This is a very minor comment on this statement:
The usual definition of field has a partially defined operation – inversion – as well as an inequality ($0 \ne 1$), which means the theorem is not applicable
Actually the issue is not that inversion is partially defined. You can of course extend inversion to a total function $(-)^{-1} : F \to F$ by just declaring that $0^{-1} = 0$. This offends our mathematical sensibilities but it can be done. The issue is that if you do this you still need to state a non-equational axiom, namely that $a \cdot a^{-1} = 1$ for all $\color{red}{a \neq 0}$, and that "$a \neq 0$" part is the real problem.
This $a \neq 0$ requirement prevents fields from being closed under products (by which I don't mean categorical products but cartesian products with inherited operations): as you can see from the fact that $(1, 0)$ and $(0, 1)$ are zero divisors in a product $F_1 \times F_2$ of two fields, the precise issue is that a nonzero element in $F_1 \times F_2$ is not a pair of nonzero elements in $F_1$ and $F_2$. So even if we define $(-)^{-1}$ on $F_1 \times F_2$ pointwise (by either taking the inverse or sending $0$ to $0$), the non-equational axiom above is not satisfied. So, by the easy direction of the HSP theorem fields are not a variety in the sense of universal algebra, as John Coleman says in the comments.
From here we could ask something like: what is the best "equational approximation" to the non-equational field axioms? The simplest one I can think of is that $a \cdot a^{-1} \cdot a = a$, meaning that $a^{-1}$ is a kind of "weak inverse." We could also require that $(a^{-1})^{-1} = a$, which implies $a^{-1} \cdot a \cdot a^{-1} = a^{-1}$, and we could also require $(ab)^{-1} = a^{-1} b^{-1}$. (And we just drop $0 \neq 1$ entirely.) It would be interesting to know whether these, together with the commutative ring axioms, imply all equational axioms satisfied by fields. (Edit: I've asked a question about this here.)
These are perfectly sensible equational axioms and they now hold not only for fields but for all products of fields, if $a^{-1}$ is taken to be the operation which componentwise either inverts or sends $0$ to $0$, as above.
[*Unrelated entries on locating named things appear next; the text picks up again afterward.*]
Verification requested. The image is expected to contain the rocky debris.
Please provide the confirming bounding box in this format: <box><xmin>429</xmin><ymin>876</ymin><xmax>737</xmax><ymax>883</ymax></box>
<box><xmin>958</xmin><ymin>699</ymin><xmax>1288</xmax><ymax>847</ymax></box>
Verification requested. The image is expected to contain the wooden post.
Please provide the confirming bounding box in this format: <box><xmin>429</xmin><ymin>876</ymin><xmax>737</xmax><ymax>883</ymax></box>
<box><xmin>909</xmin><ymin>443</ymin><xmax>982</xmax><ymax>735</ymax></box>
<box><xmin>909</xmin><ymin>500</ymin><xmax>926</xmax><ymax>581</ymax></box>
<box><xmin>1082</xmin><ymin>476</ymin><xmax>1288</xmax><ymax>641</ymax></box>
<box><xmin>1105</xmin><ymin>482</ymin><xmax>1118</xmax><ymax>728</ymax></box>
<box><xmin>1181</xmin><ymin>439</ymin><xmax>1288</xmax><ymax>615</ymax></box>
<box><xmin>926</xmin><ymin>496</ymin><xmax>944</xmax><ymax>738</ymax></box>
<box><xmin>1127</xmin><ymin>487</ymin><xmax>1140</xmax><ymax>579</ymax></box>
They also holds for subrings of products of fields which are closed under weak inverse. The resulting category must in fact have all limits, colimits, etc. now, although the coproduct seems to be strange. I guess there must even be a free such thing on $n$ generators but I don't know what it looks like.
Every ring in this category is von Neumann regular.
Interestingly this category includes all rings satisfying $a^n = a$ for all $a$ and a fixed $n$, where we take $a^{-1} = a^{n-2}$ to be the weak inverse operation; this condition is the subject of a classical theorem of Jacobson, who showed that they are commutative.